Even this finding was not a matter of early concern because the company indicated that it routinely measured electrolyte levels in its product and would have identified a problem in the product if the acidic pH had caused an electrolyte imbalance. In addition, Syntex had a repository of formula for each batch manufactured in the previous year so the company could retest and recheck the results if that seemed to be needed.
On July 31, 1979, Dr. Cordero received a call from the Neo Mull Soy medical staff asking whether he could meet with them the next morning. They now related a problem previously unknown to them. Because of staffing problems that had occurred earlier, the company discovered a problem that had eluded all safeguards. The company review, which resulted from Dr. Cordero’s inquiries, found that the company had been measuring sodium and potassium levels but not chloride levels. This had somehow been missed by everyone in the chain of command. In testing saved batches, they had found low or undetectable levels of chloride. They realized that they had made a mistake and would announce that they were recalling all formula nationwide.

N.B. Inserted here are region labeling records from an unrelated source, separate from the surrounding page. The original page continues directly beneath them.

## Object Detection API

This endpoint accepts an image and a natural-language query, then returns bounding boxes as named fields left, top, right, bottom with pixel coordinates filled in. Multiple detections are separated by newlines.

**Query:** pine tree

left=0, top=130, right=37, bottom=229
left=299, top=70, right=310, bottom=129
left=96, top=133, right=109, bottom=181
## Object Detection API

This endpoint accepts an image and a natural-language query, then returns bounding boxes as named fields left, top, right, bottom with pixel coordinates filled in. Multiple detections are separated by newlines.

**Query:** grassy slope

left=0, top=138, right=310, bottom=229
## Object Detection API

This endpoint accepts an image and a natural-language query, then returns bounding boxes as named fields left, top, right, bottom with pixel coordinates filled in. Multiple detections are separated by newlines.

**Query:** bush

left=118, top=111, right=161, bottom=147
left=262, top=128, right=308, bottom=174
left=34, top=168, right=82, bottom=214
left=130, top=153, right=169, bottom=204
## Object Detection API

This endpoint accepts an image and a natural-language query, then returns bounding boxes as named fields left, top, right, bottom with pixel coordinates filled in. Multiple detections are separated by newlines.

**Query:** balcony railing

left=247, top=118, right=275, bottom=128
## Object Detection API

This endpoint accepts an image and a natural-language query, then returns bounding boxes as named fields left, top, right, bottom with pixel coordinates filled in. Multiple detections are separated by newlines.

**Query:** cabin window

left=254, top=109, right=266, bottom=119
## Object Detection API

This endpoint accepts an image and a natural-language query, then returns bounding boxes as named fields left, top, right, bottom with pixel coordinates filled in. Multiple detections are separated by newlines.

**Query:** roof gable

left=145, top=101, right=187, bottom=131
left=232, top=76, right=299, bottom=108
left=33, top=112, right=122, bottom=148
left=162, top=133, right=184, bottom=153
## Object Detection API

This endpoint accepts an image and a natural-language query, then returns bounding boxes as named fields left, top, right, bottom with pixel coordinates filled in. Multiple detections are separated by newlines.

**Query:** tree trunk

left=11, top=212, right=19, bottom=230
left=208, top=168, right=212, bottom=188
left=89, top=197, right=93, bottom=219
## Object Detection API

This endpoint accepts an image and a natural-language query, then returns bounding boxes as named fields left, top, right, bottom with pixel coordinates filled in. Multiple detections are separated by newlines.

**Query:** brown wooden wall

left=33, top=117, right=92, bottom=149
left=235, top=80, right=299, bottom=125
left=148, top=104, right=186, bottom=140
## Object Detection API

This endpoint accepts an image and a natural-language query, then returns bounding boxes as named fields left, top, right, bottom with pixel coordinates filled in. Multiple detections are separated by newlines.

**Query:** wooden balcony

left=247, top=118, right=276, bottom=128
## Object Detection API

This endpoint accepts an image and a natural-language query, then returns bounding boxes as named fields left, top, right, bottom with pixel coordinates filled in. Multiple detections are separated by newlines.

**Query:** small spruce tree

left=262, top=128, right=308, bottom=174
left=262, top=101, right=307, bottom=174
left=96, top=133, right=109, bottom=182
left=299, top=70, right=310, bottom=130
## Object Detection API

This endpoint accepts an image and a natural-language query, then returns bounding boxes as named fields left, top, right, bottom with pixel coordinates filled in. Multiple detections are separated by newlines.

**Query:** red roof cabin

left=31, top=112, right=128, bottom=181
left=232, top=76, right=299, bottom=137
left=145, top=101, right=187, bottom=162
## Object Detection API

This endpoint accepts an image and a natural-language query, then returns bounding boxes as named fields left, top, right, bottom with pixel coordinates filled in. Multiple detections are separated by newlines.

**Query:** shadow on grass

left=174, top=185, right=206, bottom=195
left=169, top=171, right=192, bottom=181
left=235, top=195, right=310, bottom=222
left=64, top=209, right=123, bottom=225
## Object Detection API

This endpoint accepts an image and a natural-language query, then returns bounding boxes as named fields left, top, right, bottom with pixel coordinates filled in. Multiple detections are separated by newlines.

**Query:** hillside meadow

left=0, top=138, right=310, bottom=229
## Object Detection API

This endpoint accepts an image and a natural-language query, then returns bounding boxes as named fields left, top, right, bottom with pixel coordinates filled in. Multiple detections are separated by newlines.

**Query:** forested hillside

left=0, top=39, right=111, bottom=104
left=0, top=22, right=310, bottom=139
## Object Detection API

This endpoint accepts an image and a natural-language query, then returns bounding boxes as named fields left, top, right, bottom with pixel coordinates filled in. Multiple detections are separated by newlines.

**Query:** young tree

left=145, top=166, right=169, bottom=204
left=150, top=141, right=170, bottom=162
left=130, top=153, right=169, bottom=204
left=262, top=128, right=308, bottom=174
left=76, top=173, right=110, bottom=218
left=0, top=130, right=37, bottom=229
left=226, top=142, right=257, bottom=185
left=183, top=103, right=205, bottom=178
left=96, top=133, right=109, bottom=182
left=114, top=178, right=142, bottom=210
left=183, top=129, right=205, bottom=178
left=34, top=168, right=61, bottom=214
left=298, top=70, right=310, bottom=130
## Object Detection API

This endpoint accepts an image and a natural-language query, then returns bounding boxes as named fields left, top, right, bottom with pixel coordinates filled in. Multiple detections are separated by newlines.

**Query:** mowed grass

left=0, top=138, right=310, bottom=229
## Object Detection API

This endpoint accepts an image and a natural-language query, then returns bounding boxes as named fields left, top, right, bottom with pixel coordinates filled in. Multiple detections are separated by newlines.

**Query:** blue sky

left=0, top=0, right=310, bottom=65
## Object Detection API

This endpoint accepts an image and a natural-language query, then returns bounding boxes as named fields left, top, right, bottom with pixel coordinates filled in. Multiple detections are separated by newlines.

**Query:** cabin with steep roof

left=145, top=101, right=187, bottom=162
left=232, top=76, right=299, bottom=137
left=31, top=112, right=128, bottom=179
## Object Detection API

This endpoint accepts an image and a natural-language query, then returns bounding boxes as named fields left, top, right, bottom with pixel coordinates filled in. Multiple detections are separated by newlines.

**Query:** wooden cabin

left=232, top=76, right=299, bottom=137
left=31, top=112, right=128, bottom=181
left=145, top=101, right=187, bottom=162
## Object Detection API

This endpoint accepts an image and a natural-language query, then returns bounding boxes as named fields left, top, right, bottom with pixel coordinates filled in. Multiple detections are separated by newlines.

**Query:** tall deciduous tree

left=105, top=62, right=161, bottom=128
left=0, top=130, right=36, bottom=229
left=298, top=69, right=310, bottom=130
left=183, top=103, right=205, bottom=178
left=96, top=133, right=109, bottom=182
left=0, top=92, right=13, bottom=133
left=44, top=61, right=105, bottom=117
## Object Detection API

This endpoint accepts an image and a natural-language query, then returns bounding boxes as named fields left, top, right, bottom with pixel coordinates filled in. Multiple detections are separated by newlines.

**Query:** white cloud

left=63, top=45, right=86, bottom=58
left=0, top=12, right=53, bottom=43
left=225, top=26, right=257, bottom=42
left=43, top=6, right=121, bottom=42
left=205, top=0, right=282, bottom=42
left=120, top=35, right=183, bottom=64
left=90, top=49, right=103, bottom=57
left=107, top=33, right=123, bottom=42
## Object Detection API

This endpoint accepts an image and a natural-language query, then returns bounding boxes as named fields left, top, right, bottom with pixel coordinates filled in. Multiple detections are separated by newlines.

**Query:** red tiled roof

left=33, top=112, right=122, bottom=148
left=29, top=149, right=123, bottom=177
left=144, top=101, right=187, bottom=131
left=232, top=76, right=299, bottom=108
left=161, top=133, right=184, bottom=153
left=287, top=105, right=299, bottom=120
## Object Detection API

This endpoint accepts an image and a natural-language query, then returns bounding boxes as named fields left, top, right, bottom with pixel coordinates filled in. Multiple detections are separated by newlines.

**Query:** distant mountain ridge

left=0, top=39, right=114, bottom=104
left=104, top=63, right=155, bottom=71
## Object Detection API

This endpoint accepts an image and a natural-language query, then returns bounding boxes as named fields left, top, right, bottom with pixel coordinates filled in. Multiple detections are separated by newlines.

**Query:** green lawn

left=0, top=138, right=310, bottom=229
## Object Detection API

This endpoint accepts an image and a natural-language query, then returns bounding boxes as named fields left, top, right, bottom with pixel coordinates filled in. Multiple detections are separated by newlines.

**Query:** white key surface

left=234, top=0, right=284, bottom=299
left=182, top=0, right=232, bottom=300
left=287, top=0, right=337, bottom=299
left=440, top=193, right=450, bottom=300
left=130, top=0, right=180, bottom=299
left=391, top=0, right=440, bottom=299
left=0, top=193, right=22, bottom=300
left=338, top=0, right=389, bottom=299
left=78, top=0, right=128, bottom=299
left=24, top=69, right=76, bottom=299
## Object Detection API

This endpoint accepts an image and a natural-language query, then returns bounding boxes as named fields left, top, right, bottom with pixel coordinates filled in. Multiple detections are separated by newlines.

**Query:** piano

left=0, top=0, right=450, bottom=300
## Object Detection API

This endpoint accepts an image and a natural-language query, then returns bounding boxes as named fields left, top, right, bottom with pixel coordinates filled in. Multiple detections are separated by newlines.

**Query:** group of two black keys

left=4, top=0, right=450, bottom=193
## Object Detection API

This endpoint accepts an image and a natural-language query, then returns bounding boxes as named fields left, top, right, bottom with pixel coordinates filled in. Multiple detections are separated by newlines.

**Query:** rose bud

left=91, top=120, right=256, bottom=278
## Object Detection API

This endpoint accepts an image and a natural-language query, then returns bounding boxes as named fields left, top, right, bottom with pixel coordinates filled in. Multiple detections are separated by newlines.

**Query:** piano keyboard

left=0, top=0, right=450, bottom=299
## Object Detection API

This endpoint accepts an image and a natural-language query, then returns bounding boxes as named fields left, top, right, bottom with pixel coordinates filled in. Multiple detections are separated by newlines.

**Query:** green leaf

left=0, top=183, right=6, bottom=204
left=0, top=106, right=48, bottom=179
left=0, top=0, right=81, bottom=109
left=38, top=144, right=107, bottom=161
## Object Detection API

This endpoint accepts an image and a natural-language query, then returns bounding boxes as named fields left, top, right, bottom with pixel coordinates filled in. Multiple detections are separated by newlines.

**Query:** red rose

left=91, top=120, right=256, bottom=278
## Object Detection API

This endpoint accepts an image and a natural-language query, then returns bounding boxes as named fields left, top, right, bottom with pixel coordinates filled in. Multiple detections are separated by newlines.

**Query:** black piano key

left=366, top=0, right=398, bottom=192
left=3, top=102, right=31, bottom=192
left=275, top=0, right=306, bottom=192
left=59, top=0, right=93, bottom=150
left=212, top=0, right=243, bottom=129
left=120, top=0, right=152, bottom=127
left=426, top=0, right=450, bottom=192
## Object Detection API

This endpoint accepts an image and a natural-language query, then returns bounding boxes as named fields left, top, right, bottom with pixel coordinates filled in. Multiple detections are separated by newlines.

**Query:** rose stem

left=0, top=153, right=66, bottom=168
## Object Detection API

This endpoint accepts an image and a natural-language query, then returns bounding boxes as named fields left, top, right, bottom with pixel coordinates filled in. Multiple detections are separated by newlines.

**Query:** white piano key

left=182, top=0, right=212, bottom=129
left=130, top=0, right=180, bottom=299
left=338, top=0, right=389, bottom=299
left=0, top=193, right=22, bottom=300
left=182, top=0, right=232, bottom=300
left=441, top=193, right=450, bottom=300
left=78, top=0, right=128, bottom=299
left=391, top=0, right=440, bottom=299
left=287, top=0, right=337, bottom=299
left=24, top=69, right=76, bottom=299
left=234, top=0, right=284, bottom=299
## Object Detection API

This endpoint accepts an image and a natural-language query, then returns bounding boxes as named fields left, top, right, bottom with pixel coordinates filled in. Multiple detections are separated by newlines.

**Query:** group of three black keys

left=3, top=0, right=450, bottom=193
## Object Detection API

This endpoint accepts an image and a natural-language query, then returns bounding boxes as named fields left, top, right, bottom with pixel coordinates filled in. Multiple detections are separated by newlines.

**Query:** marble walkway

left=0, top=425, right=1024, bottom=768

Two Errors Provide Legal Protection
Fact is often stranger than fiction. Children clearly need adequate intake of chloride. If their diet is based on a purchased formula, that formula must contain chloride, or they will be in trouble, as this outbreak indicated. The company, by error, had not included chloride in the formula. But apparently, also by error, they had forgotten to list chloride in the ingredients. Therefore, according to the US Food and Drug Administration, they were not legally accountable. Two errors had occurred, but one of the errors resulted in legal protection.
Two of the mothers involved, Carol Laskin and Lynn Pilot, became active in a legislative solution so this could not happen again. The efforts resulted in Public Law 96-359, signed by President Carter on September 26, 1980.
Two points to close this chapter. The first is the absolute speed with which this investigation proceeded. The original problem was reported to the CDC on July 26, 1979. Within one week, the problem had been characterized, a national survey had been conducted, the biological explanation of low chloride intake was determined, a manufacturing error was discovered, and the product was removed from the market with an explanation of the findings distributed to the medical profession. A mere fourteen months after the first report, the president had signed a public law to prevent a similar event. This represented the CDC, the EIS, the Public Health Service, and the government at their best. It was a demonstration of why we need a strong government to do the things we cannot do ourselves. The usual answers to a strong government involve such matters as defense, regulations, roads, and rescue operations. In this case, it came down to vulnerable babies unprotected by the marketplace.
Some public health solutions require labor-intensive efforts, such as reducing smoking rates or reducing obesity. Others involve a combination of government decisions and behavioral changes, such as immunization programs. Other solutions are very efficient in requiring only government action, as in this case.